Evaluating Paper Claims

For the following, please refer to the figures generated for the tensoradd example (those following the line plot_prog("tadd") in the Jupyter notebook).

  • Claim A: Reticle is faster (up to 100x) synthesizing the same design
    The first graph shows how long the Reticle compiler took compared to Xilinx Vivado. Note that we are only comparing synthesis time (not placement and routing). Reticle always runs faster than Vivado, outperforming it by over 100x in the best case. We see similar results for the other two examples (tensordot and fsm). Notably, using Verilog with DSP hints (the middle case, labelled "hint") actually slows down Vivado compared to the baseline for this example.

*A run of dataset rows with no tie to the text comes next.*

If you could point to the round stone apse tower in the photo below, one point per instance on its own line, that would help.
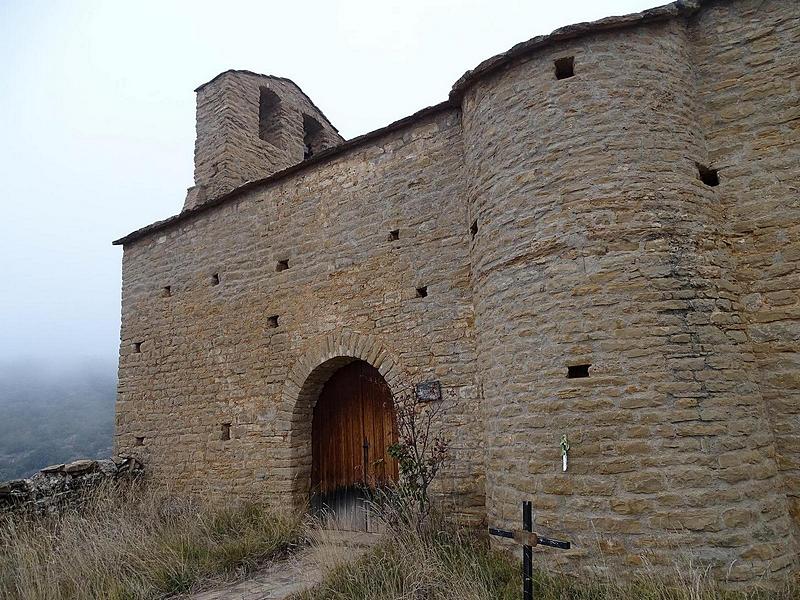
(606, 311)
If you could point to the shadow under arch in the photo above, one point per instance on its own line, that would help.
(304, 384)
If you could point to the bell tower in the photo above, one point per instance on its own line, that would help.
(250, 126)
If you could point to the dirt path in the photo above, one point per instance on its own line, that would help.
(294, 574)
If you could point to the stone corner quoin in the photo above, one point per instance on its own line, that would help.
(597, 235)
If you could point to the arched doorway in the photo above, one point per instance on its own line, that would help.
(352, 427)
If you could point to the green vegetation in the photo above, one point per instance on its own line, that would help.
(127, 542)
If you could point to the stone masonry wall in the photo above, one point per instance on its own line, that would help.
(599, 245)
(229, 151)
(209, 355)
(556, 223)
(749, 81)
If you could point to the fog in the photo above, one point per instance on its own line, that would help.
(97, 121)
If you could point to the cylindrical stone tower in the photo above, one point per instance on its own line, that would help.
(605, 311)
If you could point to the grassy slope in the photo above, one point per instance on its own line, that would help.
(133, 544)
(448, 565)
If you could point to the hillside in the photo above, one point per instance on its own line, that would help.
(52, 414)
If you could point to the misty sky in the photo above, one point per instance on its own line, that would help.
(97, 120)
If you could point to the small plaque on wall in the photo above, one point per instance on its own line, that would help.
(429, 391)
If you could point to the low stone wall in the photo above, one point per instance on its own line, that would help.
(59, 485)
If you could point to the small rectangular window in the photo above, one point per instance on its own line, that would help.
(708, 176)
(565, 67)
(577, 371)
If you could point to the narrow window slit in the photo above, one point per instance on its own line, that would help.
(576, 371)
(565, 67)
(708, 176)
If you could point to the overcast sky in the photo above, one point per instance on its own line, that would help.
(97, 120)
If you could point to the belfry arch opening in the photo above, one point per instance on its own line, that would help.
(352, 427)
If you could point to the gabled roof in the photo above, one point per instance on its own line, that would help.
(487, 67)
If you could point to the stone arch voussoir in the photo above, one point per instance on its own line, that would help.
(305, 380)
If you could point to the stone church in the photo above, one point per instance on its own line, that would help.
(597, 235)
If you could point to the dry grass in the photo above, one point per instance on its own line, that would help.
(127, 542)
(444, 563)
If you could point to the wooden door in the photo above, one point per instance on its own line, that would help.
(353, 426)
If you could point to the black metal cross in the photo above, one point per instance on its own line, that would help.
(528, 539)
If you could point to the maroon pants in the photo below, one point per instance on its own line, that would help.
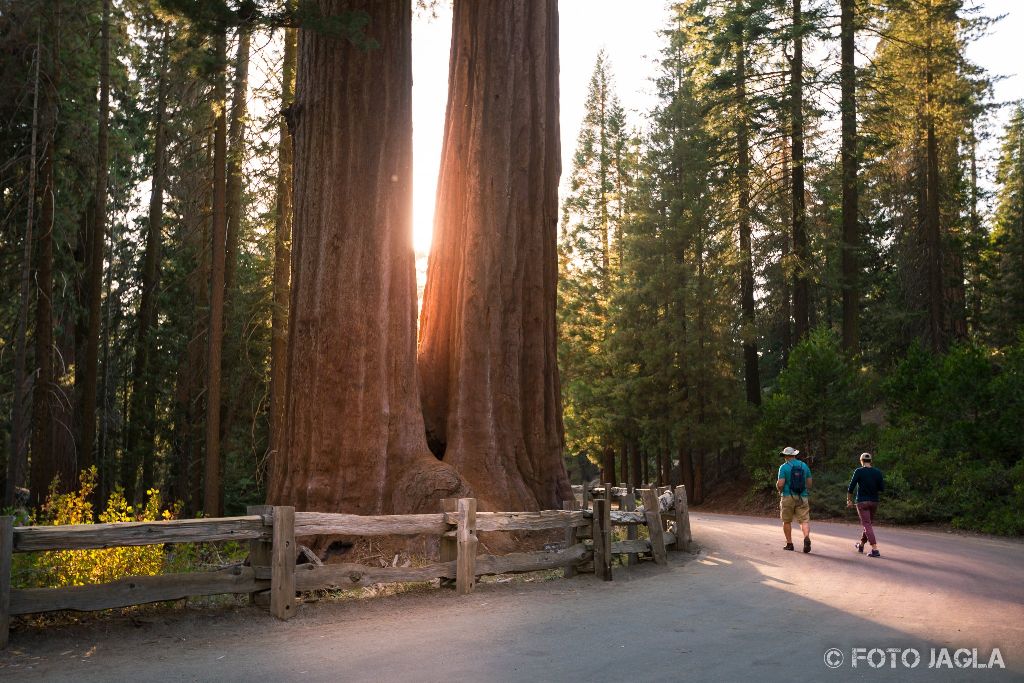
(866, 512)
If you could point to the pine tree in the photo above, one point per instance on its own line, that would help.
(590, 264)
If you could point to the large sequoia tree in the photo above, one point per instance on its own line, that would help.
(487, 360)
(353, 438)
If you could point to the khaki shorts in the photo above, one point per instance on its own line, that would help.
(791, 507)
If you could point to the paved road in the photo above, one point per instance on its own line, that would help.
(742, 608)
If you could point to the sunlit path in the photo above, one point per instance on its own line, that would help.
(742, 608)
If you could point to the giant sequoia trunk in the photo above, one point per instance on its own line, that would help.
(353, 437)
(491, 394)
(282, 251)
(211, 482)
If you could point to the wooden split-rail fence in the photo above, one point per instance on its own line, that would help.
(272, 577)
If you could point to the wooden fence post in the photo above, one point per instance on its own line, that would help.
(570, 540)
(259, 550)
(283, 563)
(602, 538)
(6, 553)
(630, 505)
(449, 546)
(652, 513)
(465, 572)
(683, 537)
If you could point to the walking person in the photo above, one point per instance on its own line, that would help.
(868, 481)
(794, 483)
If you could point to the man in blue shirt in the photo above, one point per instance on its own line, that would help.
(869, 482)
(794, 483)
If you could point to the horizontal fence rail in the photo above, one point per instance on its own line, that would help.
(271, 577)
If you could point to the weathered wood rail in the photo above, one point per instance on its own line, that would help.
(271, 575)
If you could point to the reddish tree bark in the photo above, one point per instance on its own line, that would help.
(282, 251)
(491, 393)
(211, 482)
(353, 437)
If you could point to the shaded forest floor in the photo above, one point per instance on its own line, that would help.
(708, 614)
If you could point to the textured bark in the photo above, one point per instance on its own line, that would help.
(801, 252)
(282, 253)
(752, 377)
(930, 226)
(140, 427)
(45, 463)
(608, 464)
(635, 467)
(236, 156)
(94, 258)
(353, 438)
(211, 483)
(851, 236)
(491, 393)
(17, 457)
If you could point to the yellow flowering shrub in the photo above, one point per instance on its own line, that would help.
(78, 567)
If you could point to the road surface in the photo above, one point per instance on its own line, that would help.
(740, 609)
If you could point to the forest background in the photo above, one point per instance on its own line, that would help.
(803, 242)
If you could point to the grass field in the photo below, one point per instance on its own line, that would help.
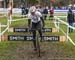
(23, 50)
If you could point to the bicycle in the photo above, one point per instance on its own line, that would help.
(37, 43)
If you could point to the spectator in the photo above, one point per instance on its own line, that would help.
(45, 12)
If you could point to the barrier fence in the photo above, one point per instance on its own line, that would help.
(57, 25)
(58, 21)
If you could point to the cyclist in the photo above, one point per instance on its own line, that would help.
(70, 18)
(35, 21)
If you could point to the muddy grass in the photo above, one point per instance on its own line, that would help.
(49, 51)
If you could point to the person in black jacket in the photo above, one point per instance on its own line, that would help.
(70, 19)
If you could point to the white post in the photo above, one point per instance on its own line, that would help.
(0, 32)
(67, 32)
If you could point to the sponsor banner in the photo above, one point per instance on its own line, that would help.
(27, 30)
(29, 38)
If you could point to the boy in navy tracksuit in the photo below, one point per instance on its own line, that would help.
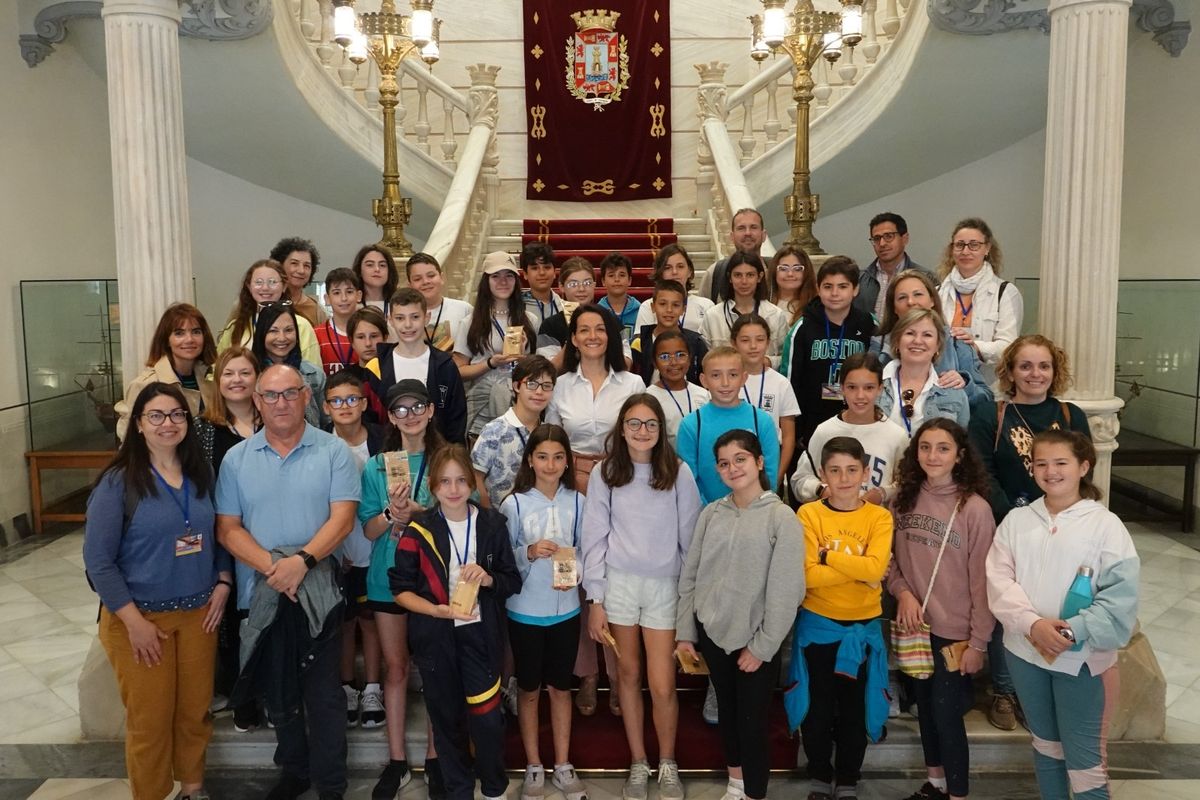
(442, 378)
(460, 654)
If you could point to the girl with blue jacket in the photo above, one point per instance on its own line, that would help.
(544, 513)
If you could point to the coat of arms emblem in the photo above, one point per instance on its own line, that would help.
(597, 58)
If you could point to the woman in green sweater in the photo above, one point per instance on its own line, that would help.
(1032, 372)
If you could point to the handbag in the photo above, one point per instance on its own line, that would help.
(913, 651)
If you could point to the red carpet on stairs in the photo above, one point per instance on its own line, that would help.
(640, 240)
(599, 741)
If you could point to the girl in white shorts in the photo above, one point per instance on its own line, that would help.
(642, 507)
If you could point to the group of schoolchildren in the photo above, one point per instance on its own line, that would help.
(679, 545)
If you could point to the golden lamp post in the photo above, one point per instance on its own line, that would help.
(388, 38)
(805, 35)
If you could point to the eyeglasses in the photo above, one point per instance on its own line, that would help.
(271, 397)
(157, 417)
(401, 411)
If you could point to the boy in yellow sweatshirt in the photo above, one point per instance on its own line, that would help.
(847, 546)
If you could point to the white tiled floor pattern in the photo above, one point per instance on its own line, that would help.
(610, 789)
(49, 621)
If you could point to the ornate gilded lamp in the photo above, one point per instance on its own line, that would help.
(804, 34)
(388, 37)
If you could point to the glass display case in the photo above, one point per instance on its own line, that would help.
(1157, 355)
(72, 342)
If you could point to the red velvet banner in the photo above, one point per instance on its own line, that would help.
(598, 89)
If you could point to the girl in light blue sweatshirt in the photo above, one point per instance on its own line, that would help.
(1062, 579)
(545, 513)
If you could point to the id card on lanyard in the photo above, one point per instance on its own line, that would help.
(831, 389)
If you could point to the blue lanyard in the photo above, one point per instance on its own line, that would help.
(336, 344)
(541, 307)
(762, 388)
(907, 422)
(966, 310)
(420, 476)
(731, 306)
(841, 340)
(466, 546)
(185, 506)
(671, 395)
(575, 525)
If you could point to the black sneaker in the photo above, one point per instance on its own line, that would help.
(433, 782)
(245, 717)
(288, 788)
(394, 777)
(928, 792)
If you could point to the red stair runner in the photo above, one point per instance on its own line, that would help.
(640, 240)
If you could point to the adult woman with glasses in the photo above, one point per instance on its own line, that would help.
(180, 353)
(985, 311)
(792, 282)
(264, 283)
(151, 554)
(276, 341)
(587, 397)
(911, 390)
(231, 417)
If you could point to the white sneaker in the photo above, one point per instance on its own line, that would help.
(569, 783)
(534, 787)
(371, 710)
(353, 697)
(670, 786)
(709, 711)
(635, 785)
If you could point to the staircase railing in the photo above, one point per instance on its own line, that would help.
(442, 119)
(757, 126)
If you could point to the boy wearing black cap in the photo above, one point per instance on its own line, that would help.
(412, 358)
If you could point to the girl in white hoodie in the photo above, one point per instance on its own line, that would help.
(1063, 659)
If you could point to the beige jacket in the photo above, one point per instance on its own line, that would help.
(163, 372)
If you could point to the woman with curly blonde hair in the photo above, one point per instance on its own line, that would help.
(1032, 372)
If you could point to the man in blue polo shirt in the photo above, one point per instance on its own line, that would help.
(292, 486)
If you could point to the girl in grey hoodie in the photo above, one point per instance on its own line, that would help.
(741, 585)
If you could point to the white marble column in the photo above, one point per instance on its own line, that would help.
(145, 119)
(1081, 204)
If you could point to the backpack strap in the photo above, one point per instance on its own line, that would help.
(1000, 422)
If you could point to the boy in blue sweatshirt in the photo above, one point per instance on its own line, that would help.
(724, 376)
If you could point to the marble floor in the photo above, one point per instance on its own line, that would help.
(49, 619)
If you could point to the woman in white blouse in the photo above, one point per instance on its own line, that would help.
(593, 385)
(985, 311)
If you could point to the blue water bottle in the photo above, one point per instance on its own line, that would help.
(1079, 597)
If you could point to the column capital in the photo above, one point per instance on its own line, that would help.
(166, 8)
(1062, 5)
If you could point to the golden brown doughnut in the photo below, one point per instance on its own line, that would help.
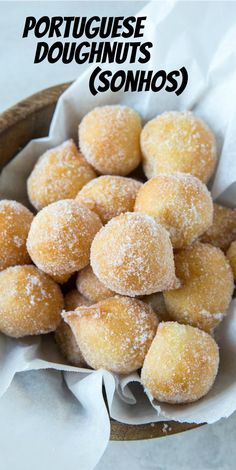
(15, 221)
(132, 255)
(180, 202)
(206, 290)
(223, 230)
(60, 238)
(30, 302)
(58, 174)
(181, 364)
(178, 141)
(114, 334)
(109, 139)
(231, 255)
(109, 196)
(90, 286)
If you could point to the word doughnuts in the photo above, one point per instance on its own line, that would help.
(132, 255)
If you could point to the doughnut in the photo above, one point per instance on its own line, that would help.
(231, 255)
(74, 299)
(68, 346)
(109, 196)
(132, 255)
(178, 141)
(157, 302)
(90, 286)
(223, 230)
(180, 202)
(15, 221)
(181, 364)
(114, 334)
(60, 238)
(59, 174)
(206, 290)
(30, 302)
(109, 138)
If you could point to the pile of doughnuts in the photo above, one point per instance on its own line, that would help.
(124, 255)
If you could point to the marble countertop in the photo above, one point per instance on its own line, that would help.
(205, 448)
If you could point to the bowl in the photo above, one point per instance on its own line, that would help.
(30, 119)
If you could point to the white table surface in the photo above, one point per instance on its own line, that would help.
(205, 448)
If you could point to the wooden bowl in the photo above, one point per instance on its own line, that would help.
(28, 120)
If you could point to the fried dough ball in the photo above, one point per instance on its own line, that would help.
(157, 302)
(15, 221)
(109, 196)
(223, 230)
(180, 202)
(74, 299)
(114, 334)
(207, 287)
(132, 255)
(59, 174)
(109, 138)
(178, 141)
(30, 302)
(231, 255)
(60, 238)
(90, 286)
(68, 345)
(181, 364)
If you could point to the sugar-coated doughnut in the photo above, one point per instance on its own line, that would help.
(30, 302)
(178, 141)
(59, 174)
(206, 290)
(114, 334)
(15, 221)
(231, 255)
(180, 202)
(132, 255)
(90, 287)
(60, 238)
(109, 196)
(68, 345)
(157, 302)
(223, 230)
(109, 138)
(181, 364)
(74, 299)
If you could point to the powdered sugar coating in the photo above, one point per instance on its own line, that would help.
(60, 238)
(90, 286)
(68, 345)
(59, 174)
(132, 255)
(206, 287)
(114, 334)
(30, 302)
(180, 202)
(231, 255)
(109, 139)
(73, 299)
(15, 221)
(181, 364)
(223, 230)
(178, 141)
(109, 196)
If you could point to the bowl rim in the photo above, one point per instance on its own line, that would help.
(17, 115)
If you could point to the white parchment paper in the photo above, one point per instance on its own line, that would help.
(201, 36)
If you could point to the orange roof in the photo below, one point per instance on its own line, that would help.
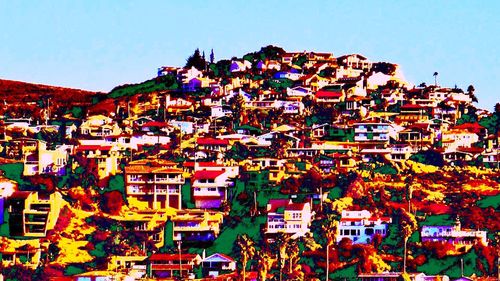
(144, 169)
(204, 174)
(327, 94)
(211, 141)
(172, 257)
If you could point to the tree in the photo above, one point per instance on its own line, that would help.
(265, 262)
(293, 252)
(196, 60)
(330, 229)
(408, 226)
(281, 242)
(247, 251)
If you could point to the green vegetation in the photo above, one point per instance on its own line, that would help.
(158, 84)
(14, 171)
(489, 201)
(227, 238)
(438, 220)
(186, 195)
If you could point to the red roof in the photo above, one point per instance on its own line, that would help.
(327, 94)
(204, 174)
(274, 204)
(411, 106)
(351, 219)
(473, 150)
(93, 147)
(172, 257)
(284, 203)
(155, 124)
(472, 127)
(211, 141)
(190, 164)
(171, 266)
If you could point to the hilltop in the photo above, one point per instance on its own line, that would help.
(324, 165)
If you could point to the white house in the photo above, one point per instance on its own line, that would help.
(361, 226)
(288, 217)
(453, 234)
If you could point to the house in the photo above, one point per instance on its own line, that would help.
(209, 188)
(354, 61)
(276, 167)
(336, 161)
(240, 66)
(352, 86)
(455, 138)
(26, 253)
(148, 224)
(462, 153)
(371, 132)
(213, 145)
(214, 265)
(314, 81)
(170, 265)
(416, 135)
(156, 183)
(107, 158)
(200, 227)
(361, 226)
(99, 126)
(397, 276)
(298, 92)
(195, 84)
(185, 74)
(412, 113)
(32, 214)
(453, 234)
(219, 111)
(167, 70)
(185, 127)
(131, 265)
(284, 216)
(329, 96)
(46, 160)
(401, 152)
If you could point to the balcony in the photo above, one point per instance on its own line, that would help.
(172, 180)
(207, 192)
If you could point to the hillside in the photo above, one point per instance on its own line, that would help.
(16, 91)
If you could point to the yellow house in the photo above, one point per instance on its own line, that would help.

  • Claim B: Reticle is more predictable
    The last two graphs in the row display the LUT resources used and the DSP resources used for each case. All three cases use more resources as we make the design larger; however, the Reticle case only uses DSPs (its entry in the LUT graph is zero for all sizes). The "hint" case (Verilog + DSP hints in Vivado), despite the annotation to use DSPs, still resorts to using LUTs in some cases --- this is because such annotations are treated as suggestions, not constraints. When one uses a particular annotation in Reticle (LUT vs DSP), it will always synthesize to the indicated resource (or fail if unavailable).
  • Claim C: Reticle more efficiently exploits DSPs by using value types
    The final graph ("DSPs used") shows that Reticle uses fewer DSPs than Vivado, despite synthesizing the same design. This follows from Reticle's inclusion of value types, allowing native expression of vectors and exploitation of DSP vectorization capabilities.
  • Claim D: Reticle produces potentially faster designs from better DSP usage
    It is well understood that DSPs can be faster than LUTs for the same computation. The second graph ("Run-time speedup") shows the runtime performance of the design for each case post-synthesis. Depending on example and design size, Reticle produces a design that is at, near, or faster than the one produced by Vivado --- even when using annotated Verilog.